Pernyataan ini menegaskan tesis bahwa bagi investor institusi, Bitcoin kini berfungsi layaknya emas digital—sebuah safe haven yang dicari ketika ketidakpastian global meningkat, dan ditinggalkan ketika dunia kembali stabil.
Evolusi Sang Skeptis
Perjalanan intelektual Fink terhadap aset digital adalah studi kasus tentang adaptabilitas institusi keuangan tradisional.
Oktober 2017: Fink menyebut Bitcoin sebagai “indeks pencucian uang,” menolak validitasnya sebagai aset investasi.
Januari 2024: BlackRock memimpin revolusi dengan mendapatkan persetujuan US Securities and Exchange Commission (SEC) untuk meluncurkan ETF Bitcoin spot.
Desember 2025: BlackRock mengelola eksposur miliaran dolar AS, dengan Fink mengakui, “Proses berpikir saya selalu berkembang.”
Langkah BlackRock meluncurkan IBIT tidak hanya melegitimasi Bitcoin tetapi juga mengubah struktur pasar. IBIT sempat mencatatkan nilai puncak aset kelolaan (AUM) sekitar 70 miliar dolar AS, angka yang menempatkannya bersaing ketat dengan ETF emas konvensional.

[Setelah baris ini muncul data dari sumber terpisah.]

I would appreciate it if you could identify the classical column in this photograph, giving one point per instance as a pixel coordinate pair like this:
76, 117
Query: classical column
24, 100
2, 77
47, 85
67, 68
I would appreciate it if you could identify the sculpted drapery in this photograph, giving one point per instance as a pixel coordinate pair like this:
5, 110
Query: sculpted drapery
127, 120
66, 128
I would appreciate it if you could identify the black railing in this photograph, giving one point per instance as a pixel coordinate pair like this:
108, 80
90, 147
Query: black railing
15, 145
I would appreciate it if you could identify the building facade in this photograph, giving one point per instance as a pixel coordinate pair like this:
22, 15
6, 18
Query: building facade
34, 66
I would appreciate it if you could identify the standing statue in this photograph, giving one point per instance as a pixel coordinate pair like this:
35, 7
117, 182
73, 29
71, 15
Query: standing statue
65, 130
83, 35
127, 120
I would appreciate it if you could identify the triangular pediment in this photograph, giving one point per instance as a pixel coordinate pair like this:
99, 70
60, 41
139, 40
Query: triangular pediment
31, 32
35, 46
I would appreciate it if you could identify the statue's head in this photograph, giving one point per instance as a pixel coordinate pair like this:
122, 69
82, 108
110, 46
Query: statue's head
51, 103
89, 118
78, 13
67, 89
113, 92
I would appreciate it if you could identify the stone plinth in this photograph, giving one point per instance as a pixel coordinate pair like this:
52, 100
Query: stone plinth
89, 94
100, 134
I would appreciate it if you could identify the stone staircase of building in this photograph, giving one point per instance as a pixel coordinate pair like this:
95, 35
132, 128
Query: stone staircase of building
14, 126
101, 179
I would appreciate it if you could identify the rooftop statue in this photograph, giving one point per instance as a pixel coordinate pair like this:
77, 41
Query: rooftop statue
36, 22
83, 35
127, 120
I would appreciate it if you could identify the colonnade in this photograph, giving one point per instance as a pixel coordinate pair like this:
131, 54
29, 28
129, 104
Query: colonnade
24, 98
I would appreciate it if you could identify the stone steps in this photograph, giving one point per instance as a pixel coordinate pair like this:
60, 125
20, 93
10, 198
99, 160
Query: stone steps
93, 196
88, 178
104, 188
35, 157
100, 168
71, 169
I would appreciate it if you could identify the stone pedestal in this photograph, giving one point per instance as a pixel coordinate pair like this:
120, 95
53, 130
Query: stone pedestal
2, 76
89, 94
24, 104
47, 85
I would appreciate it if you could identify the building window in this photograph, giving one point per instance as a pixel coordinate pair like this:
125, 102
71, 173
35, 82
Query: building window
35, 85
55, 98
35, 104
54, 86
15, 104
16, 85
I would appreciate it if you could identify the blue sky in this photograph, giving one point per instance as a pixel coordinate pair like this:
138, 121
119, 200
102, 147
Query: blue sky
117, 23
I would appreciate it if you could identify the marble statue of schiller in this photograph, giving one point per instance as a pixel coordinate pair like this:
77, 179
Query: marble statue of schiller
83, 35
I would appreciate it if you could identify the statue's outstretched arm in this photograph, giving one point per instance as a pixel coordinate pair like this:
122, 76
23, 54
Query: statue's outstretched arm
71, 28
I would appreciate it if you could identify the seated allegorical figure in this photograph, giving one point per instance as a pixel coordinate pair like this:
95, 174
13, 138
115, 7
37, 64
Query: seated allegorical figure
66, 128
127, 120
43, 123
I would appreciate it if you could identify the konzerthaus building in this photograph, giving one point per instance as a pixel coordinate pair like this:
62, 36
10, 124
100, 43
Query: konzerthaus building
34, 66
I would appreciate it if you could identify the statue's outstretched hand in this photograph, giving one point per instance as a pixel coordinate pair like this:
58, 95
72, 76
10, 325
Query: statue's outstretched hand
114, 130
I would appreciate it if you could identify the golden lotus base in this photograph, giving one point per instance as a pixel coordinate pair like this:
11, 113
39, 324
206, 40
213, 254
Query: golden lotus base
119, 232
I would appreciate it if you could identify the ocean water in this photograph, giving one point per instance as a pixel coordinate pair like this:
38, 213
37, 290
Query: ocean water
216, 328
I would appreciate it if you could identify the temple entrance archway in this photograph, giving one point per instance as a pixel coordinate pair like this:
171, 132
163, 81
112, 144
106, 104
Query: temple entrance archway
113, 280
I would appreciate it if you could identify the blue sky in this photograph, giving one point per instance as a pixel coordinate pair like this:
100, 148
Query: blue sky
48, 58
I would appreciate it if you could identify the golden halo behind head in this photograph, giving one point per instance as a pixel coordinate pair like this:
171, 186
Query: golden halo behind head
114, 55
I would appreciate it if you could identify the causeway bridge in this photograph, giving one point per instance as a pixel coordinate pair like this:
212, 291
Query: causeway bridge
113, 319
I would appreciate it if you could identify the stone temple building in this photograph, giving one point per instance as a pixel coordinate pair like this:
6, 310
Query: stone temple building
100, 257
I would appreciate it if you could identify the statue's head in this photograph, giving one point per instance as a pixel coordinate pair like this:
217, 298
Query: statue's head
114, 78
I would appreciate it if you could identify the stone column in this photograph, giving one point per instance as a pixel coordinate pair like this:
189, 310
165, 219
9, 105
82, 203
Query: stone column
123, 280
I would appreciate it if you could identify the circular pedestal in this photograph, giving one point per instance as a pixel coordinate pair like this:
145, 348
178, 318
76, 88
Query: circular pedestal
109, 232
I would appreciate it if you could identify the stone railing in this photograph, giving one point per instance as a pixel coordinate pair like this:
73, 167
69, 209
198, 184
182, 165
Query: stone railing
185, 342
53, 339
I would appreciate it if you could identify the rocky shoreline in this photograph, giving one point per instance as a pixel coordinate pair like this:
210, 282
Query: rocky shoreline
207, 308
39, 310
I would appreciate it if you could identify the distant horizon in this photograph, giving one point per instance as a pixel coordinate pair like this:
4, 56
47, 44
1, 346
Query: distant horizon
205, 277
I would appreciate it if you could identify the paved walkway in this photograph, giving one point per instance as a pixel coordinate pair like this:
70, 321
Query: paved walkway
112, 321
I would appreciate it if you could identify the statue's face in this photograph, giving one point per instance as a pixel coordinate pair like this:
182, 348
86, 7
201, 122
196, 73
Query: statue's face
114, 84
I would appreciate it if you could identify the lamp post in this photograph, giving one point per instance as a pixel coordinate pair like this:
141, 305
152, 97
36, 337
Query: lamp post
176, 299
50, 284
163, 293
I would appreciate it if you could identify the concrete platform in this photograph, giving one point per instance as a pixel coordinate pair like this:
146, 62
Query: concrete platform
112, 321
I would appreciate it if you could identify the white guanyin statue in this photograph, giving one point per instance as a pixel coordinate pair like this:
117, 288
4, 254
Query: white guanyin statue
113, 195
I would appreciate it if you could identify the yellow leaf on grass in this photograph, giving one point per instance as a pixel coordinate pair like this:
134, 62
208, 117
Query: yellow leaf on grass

Meskipun narasi jangka panjang tampak bullish, data jangka pendek di kuartal akhir 2025 menunjukkan tantangan nyata. Laporan Cointelegraph mencatat bahwa IBIT mengalami outflow (arus keluar modal) yang signifikan sepanjang November 2025, mencapai lebih dari 2,3 miliar dolar AS.
Rincian data penarikan dana tersebut meliputi:
14 November 2025: Penarikan sebesar 463 juta dolar AS.
18 November 2025: Penarikan sebesar 523 juta dolar AS.
Kendati terjadi outflow besar, Direktur Pengembangan Bisnis BlackRock, Cristiano Castro, menampik adanya kepanikan internal. Ia menegaskan bahwa ETF tetap menjadi instrumen yang “likuid dan kuat”. Fenomena outflow ini dinilai analis sebagai aksi ambil untung (profit taking) wajar oleh investor institusi menjelang tutup buku akhir tahun, bukan hilangnya kepercayaan fundamental.
Peta Persaingan ETF
BlackRock tidak bermain sendirian. Ekosistem ETF Bitcoin spot kini menjadi medan perang bagi raksasa keuangan. IBIT harus berhadapan dengan produk serupa dari Grayscale, Fidelity, Bitwise, hingga ARK 21Shares. Kompetisi ini memaksa penerbit ETF untuk menjaga likuiditas dan menekan biaya manajemen (fee) demi menarik minat investor ritel maupun korporasi.
Kesimpulannya, label “aset ketakutan” dari Larry Fink bukanlah sinyal untuk menjauhi Bitcoin, melainkan pengakuan jujur atas sifat aset tersebut. Di tangan BlackRock, Bitcoin telah berevolusi dari alat transaksi pasar gelap menjadi instrumen lindung nilai (hedging) terhadap kekacauan global—sebuah aset yang nilainya justru bersinar ketika dunia sedang gelap.